Which one earns a place in your workflow depends on what you are building and how you work, so it is worth running all three for a while before you settle. The point is not to crown one. It is to stop relying on a single method.

Watch for the name collision

Here is the part that needs checking, and it is worth your attention when you install so you can verify the behaviour.

Type /security-review with CodeGuard installed and you do not get Anthropic's command. You get CodeGuard's. The plugin ships a skill named security-review, which collides with the built-in command of the same name, and Claude Code's documented rule is that when a skill and a command share a name, the skill wins. The behaviour is in Anthropic's own slash-command documentation and logged as a GitHub issue. It is expected platform behaviour rather than a bug.

The name collision, visible in the picker. Both are called /security-review; the skill takes precedence when you type the bare command.

What is not documented is the collision. CodeGuard's plugin page does not mention that its skill shares a name with the built-in command, so the precedence is easy to walk into unaware. I confirmed it both directions: with the plugin enabled, the command ran CodeGuard; disabled, the same command reverted to the native security reviewer.

The practical point is simple: once CodeGuard is installed, a plain /security-review runs the skill, not the native command. Open the command picker and you will see both entries sitting under the same name. Check which one a bare invocation runs, so you know what you are actually running.

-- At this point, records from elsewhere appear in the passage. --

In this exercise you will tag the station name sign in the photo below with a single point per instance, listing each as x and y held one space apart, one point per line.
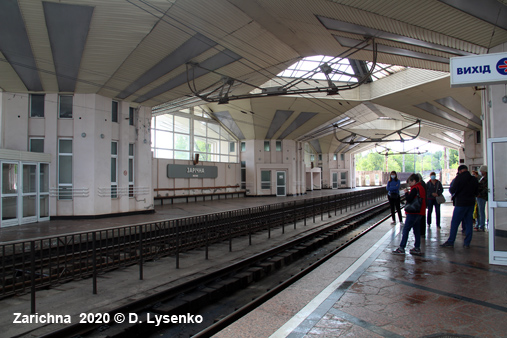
191 171
474 70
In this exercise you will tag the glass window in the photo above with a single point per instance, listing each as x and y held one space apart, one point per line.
44 177
266 179
114 111
65 109
224 148
114 169
9 178
164 122
131 116
37 105
64 169
213 131
131 170
29 178
181 137
200 128
181 142
182 155
182 124
243 175
36 145
163 140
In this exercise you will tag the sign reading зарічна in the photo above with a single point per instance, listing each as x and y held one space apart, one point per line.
191 171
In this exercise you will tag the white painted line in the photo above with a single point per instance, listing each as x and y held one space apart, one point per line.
299 317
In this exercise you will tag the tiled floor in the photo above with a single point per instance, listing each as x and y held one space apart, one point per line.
445 291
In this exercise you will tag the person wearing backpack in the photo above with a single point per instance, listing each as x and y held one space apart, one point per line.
413 218
465 189
434 188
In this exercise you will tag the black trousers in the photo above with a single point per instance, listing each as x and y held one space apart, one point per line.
395 203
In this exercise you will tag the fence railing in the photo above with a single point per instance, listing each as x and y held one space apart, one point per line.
42 262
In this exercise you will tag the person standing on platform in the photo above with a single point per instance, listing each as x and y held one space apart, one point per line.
393 195
433 189
464 190
413 220
482 198
422 226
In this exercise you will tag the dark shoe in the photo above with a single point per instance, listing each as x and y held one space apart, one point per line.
399 251
416 251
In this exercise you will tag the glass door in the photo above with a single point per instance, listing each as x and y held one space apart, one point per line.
29 193
343 180
43 192
10 188
280 183
497 200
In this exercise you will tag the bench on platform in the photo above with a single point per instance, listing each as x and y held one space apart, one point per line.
216 191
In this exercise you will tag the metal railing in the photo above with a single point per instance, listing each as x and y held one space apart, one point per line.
42 262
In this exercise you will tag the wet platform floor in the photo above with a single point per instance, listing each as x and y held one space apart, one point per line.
366 291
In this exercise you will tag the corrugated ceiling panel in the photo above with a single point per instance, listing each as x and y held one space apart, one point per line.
34 19
440 17
216 19
149 52
111 39
10 78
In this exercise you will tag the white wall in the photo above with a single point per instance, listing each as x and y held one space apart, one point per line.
91 131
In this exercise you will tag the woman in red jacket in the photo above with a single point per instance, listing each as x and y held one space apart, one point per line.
413 220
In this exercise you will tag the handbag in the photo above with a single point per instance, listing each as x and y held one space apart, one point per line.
415 205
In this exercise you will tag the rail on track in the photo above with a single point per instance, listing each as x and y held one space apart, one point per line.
40 263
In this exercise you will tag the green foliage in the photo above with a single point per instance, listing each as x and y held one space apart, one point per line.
430 161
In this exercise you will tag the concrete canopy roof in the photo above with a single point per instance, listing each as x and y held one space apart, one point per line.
140 50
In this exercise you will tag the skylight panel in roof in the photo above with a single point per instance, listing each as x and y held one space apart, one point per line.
309 68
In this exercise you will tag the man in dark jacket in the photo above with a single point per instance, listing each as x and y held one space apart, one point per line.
464 190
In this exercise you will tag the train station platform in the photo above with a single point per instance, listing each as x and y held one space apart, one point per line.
363 291
162 212
367 291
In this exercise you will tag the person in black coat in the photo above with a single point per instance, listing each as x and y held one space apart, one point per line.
464 189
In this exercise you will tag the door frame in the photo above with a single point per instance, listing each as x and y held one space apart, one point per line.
495 257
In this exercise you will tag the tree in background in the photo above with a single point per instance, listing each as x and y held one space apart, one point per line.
368 161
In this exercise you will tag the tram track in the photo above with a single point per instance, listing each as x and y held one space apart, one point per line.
191 296
51 261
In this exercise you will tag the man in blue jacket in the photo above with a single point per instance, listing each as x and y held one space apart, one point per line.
464 190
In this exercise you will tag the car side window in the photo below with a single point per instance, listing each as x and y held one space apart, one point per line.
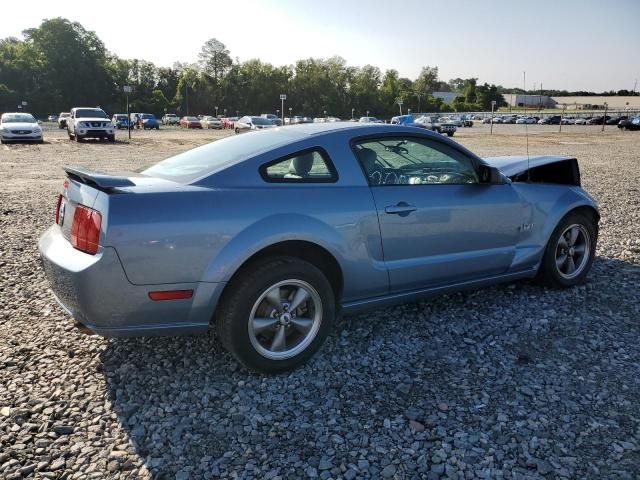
413 161
308 166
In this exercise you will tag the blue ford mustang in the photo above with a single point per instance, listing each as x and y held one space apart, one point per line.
267 236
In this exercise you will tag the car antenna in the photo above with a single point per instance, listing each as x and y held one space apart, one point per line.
526 126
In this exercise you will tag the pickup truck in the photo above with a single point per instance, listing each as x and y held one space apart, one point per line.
433 123
89 122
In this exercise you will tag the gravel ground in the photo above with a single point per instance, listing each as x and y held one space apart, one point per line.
514 381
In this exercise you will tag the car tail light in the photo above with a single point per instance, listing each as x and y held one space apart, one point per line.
171 295
58 203
85 229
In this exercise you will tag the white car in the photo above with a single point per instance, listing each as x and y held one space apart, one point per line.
211 122
171 119
88 122
248 123
19 127
526 120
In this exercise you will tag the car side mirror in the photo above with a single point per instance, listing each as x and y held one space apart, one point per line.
489 174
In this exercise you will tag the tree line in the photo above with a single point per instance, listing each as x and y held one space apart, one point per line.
60 64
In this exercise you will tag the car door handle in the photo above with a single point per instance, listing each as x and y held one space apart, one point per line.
402 209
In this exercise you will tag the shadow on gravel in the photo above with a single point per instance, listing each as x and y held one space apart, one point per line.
514 378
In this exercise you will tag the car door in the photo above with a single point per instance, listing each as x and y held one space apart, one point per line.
439 225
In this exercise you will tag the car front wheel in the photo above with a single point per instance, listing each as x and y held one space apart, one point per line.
570 252
276 315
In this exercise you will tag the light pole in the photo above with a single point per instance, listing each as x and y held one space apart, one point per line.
127 90
283 97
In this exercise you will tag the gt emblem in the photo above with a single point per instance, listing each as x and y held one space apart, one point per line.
61 213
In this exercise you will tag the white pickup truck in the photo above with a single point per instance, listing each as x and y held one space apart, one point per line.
433 123
88 122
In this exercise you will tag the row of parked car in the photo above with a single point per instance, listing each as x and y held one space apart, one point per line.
620 120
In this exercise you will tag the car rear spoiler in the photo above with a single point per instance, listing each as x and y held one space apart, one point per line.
101 181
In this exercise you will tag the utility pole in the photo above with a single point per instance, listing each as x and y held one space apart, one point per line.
127 89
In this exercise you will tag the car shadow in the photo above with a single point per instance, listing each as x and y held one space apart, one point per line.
451 364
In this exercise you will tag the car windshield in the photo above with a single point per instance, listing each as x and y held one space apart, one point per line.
90 112
18 118
209 159
261 121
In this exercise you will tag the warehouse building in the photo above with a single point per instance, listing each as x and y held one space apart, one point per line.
530 101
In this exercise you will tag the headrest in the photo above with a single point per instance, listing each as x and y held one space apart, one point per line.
301 165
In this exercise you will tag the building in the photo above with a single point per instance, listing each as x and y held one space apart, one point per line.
446 97
530 101
597 102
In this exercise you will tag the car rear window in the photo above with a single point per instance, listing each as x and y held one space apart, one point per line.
90 112
307 166
213 157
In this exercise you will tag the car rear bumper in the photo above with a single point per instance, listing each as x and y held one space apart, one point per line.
12 137
95 291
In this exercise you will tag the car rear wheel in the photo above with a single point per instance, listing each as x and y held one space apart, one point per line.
276 315
570 252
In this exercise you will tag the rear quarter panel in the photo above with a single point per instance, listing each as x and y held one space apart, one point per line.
207 233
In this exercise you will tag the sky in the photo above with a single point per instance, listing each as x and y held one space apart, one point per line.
570 44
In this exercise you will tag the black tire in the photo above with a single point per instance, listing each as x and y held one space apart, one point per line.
548 273
235 309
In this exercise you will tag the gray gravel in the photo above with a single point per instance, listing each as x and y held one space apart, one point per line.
514 381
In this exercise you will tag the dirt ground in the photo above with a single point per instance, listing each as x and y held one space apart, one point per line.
513 381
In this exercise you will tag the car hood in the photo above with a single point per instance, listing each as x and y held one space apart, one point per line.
19 126
514 165
91 119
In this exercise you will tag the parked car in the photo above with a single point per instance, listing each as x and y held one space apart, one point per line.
467 120
408 121
248 122
229 122
170 119
62 119
149 121
19 127
616 120
88 122
438 125
369 120
526 120
120 120
190 122
550 120
599 120
274 118
268 239
456 120
630 124
211 122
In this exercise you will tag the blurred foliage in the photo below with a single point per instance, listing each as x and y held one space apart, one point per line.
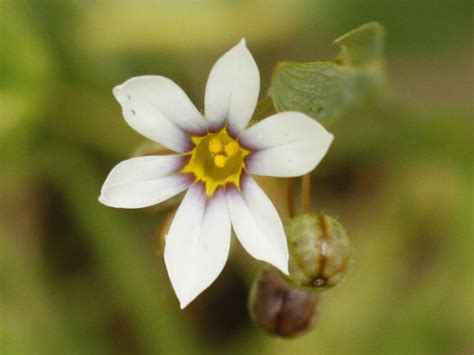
78 277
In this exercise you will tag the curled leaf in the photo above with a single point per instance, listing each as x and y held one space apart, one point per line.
324 90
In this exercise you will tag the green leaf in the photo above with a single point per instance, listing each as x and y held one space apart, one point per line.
324 90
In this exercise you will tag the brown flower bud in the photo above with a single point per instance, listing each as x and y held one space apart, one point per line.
319 251
279 308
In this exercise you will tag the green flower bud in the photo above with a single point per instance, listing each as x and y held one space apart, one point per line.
280 309
319 251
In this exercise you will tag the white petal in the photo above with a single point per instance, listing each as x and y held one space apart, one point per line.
144 181
257 224
286 144
197 244
232 89
158 109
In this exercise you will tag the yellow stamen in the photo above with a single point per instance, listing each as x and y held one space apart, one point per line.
220 160
232 148
217 159
215 145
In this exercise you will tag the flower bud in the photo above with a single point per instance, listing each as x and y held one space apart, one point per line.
319 251
280 309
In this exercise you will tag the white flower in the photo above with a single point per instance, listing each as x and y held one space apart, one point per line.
216 156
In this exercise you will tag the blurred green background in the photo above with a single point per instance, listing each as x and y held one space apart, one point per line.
77 277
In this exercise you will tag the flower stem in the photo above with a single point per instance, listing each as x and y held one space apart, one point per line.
306 193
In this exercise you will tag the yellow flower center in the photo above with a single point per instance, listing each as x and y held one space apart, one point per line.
216 159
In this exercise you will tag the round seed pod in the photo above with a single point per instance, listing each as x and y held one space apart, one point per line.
319 251
279 308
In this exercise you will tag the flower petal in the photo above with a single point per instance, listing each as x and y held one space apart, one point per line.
257 224
158 109
144 181
232 89
197 244
286 144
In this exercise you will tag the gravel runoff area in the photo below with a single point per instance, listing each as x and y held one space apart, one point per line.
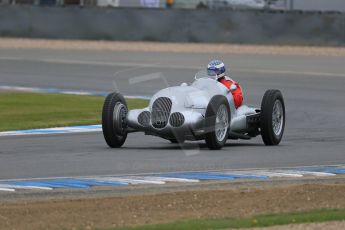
163 207
25 43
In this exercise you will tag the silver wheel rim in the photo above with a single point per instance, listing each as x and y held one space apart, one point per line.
119 118
222 123
277 117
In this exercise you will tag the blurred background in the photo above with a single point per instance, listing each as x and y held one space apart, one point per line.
319 5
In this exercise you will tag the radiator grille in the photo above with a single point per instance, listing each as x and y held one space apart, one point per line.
176 119
160 112
144 118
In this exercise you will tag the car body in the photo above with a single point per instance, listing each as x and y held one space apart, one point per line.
202 110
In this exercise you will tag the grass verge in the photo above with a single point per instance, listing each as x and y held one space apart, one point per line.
257 221
38 110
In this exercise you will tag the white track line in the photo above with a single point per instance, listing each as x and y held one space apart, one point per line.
130 64
60 130
8 186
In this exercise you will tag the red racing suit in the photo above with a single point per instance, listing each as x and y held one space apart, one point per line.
237 93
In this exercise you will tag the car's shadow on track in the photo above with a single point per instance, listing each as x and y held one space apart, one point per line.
189 146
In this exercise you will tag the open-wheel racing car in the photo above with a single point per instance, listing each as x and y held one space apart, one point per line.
203 110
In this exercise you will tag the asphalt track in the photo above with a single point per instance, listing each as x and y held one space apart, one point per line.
313 88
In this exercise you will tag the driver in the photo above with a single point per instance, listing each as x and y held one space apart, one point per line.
216 69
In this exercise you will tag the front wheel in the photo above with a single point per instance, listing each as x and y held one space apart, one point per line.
114 123
272 117
217 120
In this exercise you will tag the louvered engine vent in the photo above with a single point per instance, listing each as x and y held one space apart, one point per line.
176 119
160 112
144 118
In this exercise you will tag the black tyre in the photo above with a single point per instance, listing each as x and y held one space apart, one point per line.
217 120
114 120
272 117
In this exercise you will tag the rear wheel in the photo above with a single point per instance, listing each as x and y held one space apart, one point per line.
272 117
217 120
114 123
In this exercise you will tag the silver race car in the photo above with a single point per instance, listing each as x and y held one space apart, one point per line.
203 110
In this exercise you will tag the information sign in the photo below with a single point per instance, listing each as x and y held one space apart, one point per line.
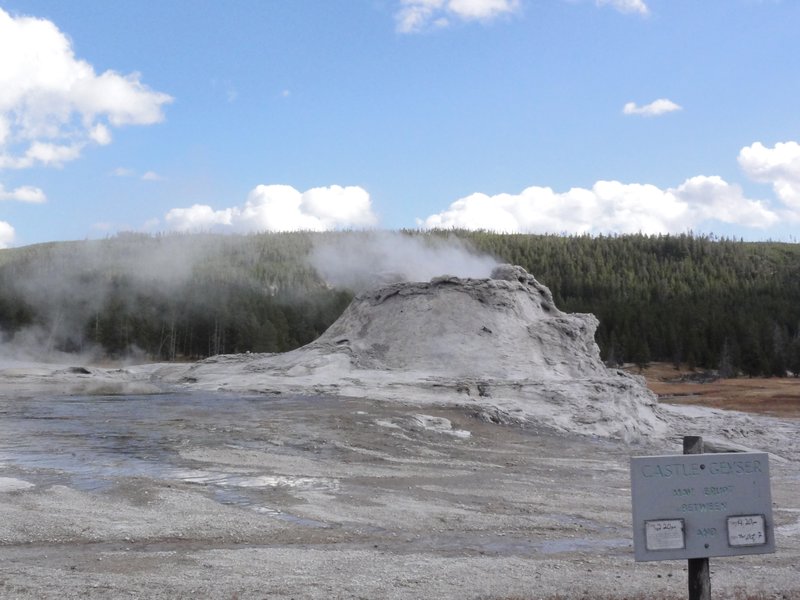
701 505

Get the most from a finding: understand it before you fix it

None of this is an argument against AI code review. It is an argument for not trusting it blind, like any other area of AI usage you need to question the output.

Run more than one. Where they agree, you can be fairly confident a finding is real; where they disagree, you have a potential false positive to rule out or something only one of them caught.

When a tool flags something, that is where your work starts. Understand why it is a problem before you reach for a fix, and dig into the mitigations and their trade-offs, because the same finding can warrant a one-line guard or a structural change. Get that wrong and it cuts both ways: you over-engineer something trivial, or you patch the surface and leave the deeper flaw in place. The fix the tool suggests can be scoped wrong too, so if something does not sound right, research it and say so rather than applying it on trust. Take a session-management finding. Until you understand the attack behind it, an adversary-in-the-middle scenario, say, you cannot tell whether the suggested fix closes the real exposure or just quiets the warning. Careful scrutiny is the part you should exercise. Question the logic on every point.

Watch for context pollution

A long session is not a neutral reviewer. The more it has worked on one thing, the more its attention narrows to that theme, and it carries that frame into whatever you ask next. Call it context pollution: the session so shaped by what came before that it reviews new code through an old, narrow lens rather than on its own terms. You see it when the review keeps pulling toward the previous task, defends an approach you have already moved past, or reads fresh code as if it were the thing you were just working on. A fresh session drops all of that and looks at the code cold. The clearest time to start one: if the session reviewing the code is the same one that helped write it and you start seeing some of the symptoms above.

If you are serious about security, these tools are worth using, but only if you know their limits. They are all the same model from different angles, so the independent check has to be yours.

What it taught me

CodeGuard is a good addition and I will keep using it, though I am still early in testing. But what I take from this is not really about the tools. Working across them showed me how much can go wrong in one codebase, and seeing that range makes you design security better. AI gives you the breadth fast. It does not give you the judgement. That stays yours. Become the orchestrator, in control of every decision. Do not let the output decide for you.